Seja como for, por caminhos vários, que aqui não temos tempo de discutir, ficou na cultura esta inquestionada visão do autoconhecimento, da autoajuda, da autorealização, da autoestima. Isto tem o seu valor, a sua importância, é óbvio, mas também tem seu lado duvidoso. Como terapeuta, sempre me preocupa uma possível iatrogenia, que é o efeito indesejado de um tratamento, decorrente de alguém ficar por um tempo muito prolongado pensando apenas sobre si mesmo, sobre “seus” problemas, sobre a “sua” vida. Claro, o bom profissional deve saber fazer um manejo disto, estar antenado com as reais necessidades do seu cliente.  Olhar demais para o próprio umbigo nem sempre resolve nossos problemas. O tiro pode sair pela culatra. Se você for dormir pensando no próprio sono, provavelmente terá insônia. Se for para a cama com alguém, pensando no próprio desempenho, é possível que não funcione.
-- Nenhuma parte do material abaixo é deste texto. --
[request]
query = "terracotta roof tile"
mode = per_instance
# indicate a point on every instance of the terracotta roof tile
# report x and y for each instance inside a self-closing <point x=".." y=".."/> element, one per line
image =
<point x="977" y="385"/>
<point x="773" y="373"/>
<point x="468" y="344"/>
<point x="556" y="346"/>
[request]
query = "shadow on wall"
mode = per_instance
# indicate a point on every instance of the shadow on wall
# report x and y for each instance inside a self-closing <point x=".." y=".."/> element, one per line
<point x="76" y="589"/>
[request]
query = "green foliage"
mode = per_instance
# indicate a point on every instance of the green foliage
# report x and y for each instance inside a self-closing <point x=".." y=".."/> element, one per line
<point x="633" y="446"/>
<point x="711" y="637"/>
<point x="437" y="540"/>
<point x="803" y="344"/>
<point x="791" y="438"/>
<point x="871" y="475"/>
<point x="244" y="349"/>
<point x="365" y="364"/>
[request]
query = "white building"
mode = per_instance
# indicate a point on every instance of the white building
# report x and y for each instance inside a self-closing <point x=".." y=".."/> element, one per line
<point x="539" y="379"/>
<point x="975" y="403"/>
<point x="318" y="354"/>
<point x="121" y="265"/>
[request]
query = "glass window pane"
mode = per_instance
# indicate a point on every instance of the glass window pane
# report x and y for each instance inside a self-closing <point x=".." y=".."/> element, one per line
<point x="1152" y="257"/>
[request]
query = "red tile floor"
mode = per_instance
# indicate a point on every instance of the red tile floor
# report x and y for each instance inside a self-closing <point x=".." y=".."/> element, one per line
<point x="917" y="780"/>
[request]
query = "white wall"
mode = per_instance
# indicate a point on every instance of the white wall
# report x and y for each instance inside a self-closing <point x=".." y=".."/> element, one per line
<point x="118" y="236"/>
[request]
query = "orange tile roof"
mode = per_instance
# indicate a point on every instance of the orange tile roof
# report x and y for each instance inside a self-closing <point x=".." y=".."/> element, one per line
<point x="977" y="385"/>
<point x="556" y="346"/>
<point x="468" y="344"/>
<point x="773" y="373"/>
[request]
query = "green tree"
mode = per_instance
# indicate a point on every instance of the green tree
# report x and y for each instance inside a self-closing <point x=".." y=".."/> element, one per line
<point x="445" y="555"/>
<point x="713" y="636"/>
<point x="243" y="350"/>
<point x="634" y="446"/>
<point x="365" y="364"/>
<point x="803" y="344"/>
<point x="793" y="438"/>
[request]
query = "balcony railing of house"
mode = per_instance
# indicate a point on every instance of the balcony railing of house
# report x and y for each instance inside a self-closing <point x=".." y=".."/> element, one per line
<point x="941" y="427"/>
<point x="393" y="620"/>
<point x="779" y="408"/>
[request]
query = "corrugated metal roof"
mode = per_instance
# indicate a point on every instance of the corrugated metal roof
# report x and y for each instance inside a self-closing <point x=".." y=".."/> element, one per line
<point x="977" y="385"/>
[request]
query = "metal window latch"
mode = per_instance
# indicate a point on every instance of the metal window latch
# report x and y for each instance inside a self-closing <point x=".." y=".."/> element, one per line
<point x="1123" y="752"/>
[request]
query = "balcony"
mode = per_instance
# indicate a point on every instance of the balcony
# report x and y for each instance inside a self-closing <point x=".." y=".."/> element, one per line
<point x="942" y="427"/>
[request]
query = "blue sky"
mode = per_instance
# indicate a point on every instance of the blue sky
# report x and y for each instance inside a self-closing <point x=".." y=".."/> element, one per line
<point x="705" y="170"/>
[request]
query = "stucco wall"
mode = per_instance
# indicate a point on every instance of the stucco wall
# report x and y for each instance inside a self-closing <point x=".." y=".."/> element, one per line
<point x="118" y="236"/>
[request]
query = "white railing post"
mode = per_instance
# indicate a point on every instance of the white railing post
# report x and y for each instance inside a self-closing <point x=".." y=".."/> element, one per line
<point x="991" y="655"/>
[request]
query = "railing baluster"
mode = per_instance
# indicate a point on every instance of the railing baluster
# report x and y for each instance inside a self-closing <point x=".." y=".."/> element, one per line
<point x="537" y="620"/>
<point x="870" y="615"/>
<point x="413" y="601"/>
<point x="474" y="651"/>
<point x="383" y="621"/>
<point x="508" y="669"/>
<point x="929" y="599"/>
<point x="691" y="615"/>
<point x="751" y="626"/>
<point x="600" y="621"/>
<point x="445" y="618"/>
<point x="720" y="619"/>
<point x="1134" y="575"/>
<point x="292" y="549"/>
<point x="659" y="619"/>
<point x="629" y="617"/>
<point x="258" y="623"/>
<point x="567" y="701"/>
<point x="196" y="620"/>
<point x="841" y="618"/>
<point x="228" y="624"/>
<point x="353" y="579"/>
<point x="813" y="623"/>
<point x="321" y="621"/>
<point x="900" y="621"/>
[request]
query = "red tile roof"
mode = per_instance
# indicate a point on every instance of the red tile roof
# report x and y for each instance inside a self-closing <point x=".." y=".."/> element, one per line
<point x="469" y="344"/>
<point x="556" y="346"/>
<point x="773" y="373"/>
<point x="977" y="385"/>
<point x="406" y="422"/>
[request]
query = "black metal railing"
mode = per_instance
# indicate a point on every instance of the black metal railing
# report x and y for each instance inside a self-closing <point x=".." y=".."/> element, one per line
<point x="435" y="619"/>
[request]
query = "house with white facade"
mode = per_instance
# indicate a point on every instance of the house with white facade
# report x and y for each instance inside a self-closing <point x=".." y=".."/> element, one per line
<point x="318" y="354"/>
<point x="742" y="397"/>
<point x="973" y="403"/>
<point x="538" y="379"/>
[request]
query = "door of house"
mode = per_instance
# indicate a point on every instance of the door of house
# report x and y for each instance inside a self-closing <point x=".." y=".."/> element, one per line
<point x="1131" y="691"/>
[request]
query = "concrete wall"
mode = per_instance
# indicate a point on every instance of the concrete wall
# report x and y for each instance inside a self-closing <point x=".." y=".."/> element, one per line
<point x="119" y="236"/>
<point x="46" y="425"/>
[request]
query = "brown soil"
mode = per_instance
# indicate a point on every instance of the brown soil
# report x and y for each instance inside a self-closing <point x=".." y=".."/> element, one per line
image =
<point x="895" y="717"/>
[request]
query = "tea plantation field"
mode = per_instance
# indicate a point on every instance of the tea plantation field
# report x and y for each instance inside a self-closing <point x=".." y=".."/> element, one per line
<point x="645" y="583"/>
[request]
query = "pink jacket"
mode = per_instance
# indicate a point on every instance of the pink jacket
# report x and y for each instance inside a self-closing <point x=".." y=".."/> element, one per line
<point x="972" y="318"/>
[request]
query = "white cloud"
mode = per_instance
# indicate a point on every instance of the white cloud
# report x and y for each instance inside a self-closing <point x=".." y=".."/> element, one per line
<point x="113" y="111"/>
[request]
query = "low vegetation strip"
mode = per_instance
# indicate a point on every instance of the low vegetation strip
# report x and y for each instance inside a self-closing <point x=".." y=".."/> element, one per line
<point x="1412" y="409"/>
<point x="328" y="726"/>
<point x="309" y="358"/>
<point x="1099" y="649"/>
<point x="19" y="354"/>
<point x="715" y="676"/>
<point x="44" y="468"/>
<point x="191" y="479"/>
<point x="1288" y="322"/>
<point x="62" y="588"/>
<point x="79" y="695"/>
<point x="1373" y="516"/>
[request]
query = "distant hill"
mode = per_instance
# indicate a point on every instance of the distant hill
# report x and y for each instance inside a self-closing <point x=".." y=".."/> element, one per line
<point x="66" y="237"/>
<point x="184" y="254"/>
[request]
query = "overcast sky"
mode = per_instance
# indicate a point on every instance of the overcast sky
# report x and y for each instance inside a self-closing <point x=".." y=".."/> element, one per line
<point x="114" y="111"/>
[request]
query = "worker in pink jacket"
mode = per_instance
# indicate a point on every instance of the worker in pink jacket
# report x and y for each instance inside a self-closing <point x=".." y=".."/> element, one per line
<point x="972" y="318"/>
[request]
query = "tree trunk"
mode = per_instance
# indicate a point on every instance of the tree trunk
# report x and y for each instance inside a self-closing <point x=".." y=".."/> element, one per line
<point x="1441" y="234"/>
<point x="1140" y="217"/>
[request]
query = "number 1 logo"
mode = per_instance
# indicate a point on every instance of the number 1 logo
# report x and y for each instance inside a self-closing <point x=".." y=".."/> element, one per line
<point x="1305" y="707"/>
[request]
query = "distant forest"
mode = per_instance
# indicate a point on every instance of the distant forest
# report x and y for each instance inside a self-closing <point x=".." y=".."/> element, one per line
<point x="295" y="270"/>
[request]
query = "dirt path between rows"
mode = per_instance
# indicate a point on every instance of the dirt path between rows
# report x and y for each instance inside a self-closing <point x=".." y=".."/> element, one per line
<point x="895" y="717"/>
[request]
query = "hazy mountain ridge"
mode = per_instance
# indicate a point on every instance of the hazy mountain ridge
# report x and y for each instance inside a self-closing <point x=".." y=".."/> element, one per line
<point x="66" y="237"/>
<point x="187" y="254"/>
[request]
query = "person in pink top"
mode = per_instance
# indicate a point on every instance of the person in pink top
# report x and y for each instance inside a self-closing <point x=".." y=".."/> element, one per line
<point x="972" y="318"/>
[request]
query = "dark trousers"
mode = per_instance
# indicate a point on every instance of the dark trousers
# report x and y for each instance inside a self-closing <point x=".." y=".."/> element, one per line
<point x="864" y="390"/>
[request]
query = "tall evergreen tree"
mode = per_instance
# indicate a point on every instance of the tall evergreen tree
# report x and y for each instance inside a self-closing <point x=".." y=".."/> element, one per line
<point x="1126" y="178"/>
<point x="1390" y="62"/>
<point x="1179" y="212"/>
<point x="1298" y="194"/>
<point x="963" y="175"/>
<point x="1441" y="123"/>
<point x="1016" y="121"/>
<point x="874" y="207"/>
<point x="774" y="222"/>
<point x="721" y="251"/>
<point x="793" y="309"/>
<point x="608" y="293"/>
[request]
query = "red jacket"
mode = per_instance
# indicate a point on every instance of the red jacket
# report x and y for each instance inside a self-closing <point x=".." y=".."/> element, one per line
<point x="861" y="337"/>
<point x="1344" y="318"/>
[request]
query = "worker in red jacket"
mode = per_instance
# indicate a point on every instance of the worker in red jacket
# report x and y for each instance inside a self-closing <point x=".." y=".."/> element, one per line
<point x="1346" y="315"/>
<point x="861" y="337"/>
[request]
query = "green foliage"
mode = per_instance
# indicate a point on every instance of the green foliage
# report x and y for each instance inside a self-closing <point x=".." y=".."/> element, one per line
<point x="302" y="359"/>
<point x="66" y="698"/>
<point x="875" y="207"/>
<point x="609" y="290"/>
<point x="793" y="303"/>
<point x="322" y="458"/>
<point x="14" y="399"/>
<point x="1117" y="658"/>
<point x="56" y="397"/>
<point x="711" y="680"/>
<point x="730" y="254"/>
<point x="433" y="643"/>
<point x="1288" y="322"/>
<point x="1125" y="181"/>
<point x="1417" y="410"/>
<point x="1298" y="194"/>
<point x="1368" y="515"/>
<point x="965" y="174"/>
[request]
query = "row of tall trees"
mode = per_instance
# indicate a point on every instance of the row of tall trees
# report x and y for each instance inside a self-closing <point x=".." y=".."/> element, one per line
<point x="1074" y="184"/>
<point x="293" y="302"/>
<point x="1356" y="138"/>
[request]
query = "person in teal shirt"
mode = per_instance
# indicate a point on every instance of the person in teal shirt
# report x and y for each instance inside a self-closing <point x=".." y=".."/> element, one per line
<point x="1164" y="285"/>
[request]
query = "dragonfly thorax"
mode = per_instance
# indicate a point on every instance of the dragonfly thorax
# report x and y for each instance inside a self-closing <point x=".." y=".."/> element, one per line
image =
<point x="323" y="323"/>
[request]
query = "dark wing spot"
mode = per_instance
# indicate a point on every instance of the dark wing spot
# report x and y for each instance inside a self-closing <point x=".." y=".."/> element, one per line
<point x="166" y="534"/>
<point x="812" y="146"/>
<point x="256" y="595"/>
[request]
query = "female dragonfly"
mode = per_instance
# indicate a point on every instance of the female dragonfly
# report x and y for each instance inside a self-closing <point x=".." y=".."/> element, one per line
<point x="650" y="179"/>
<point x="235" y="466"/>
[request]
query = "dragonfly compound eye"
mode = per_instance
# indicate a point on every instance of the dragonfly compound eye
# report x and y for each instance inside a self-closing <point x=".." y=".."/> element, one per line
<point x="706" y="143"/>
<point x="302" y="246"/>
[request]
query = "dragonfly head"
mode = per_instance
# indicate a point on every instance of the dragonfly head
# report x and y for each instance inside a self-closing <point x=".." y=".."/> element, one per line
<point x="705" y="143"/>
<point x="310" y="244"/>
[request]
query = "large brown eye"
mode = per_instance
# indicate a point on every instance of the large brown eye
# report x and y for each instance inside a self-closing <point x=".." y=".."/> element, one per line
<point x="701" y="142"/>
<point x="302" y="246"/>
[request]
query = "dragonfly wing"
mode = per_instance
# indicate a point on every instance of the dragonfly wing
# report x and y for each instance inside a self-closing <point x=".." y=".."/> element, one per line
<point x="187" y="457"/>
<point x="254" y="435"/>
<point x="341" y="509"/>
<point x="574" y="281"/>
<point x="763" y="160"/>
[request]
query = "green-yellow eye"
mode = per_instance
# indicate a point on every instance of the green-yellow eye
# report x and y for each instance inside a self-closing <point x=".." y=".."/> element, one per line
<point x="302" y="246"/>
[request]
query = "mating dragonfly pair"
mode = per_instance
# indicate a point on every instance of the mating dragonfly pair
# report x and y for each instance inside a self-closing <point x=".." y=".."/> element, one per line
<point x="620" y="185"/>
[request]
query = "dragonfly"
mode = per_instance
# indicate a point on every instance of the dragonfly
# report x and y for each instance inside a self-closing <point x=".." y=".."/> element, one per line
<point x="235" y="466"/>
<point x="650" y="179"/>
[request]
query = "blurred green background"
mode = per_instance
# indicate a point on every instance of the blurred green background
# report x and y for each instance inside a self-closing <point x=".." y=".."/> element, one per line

O esquecimento exerce um papel importante na vida. Para Nietsche, por exemplo, o esquecimento é também uma força, capaz de nos libertar de repetições doentias que levam à frustração, ao descontentamento. E para Freud, o que é mais importante, o lembrado ou o esquecido? Com certeza o segundo. Viktor Frankl, médico austríaco, sobrevivente a quatro campos de concentração nazistas e criador da logoterapia, dizia que o sentido da vida está fora de nós. Para ele, dedicar-se a algo como uma causa ou a alguém, significaria esquecer-se um pouco de si mesmo, o que teria como efeito secundário, entre outras coisas, a felicidade. Ficar buscando ser feliz, assim como ficar tentando dormir pensando no sono, seria por isto improdutivo e frustrante. Realmente, comigo já aconteceu algumas vezes de estar com a cabeça cheia, focada em problemas que pareciam insolúveis, mas, precisando dar uma aula ou atender a um paciente, fui forçado a pensar em outras coisas. Mais tarde, ao voltar às minhas preocupações, elas pareciam muito menores, mais leves, as vezes até bobas. E com você, já aconteceu algo assim?

Einstein dizia que nenhum problema pode ser resolvido pelo mesmo estado de consciência que o criou. Quando ele não encontrava a solução para algo, parava de pensar, de trabalhar, e tentava se distrair, esquecer, geralmente tocando no violino alguma sonata de Mozart. De repente, eureka! A questão estava resolvida. Quem sabe os antigos gregos, por melhores que tenham sido, estivessem errados. Quem sabe, no velho templo de Delfos, devesse mesmo era estar escrito: esquece-te a ti mesmo.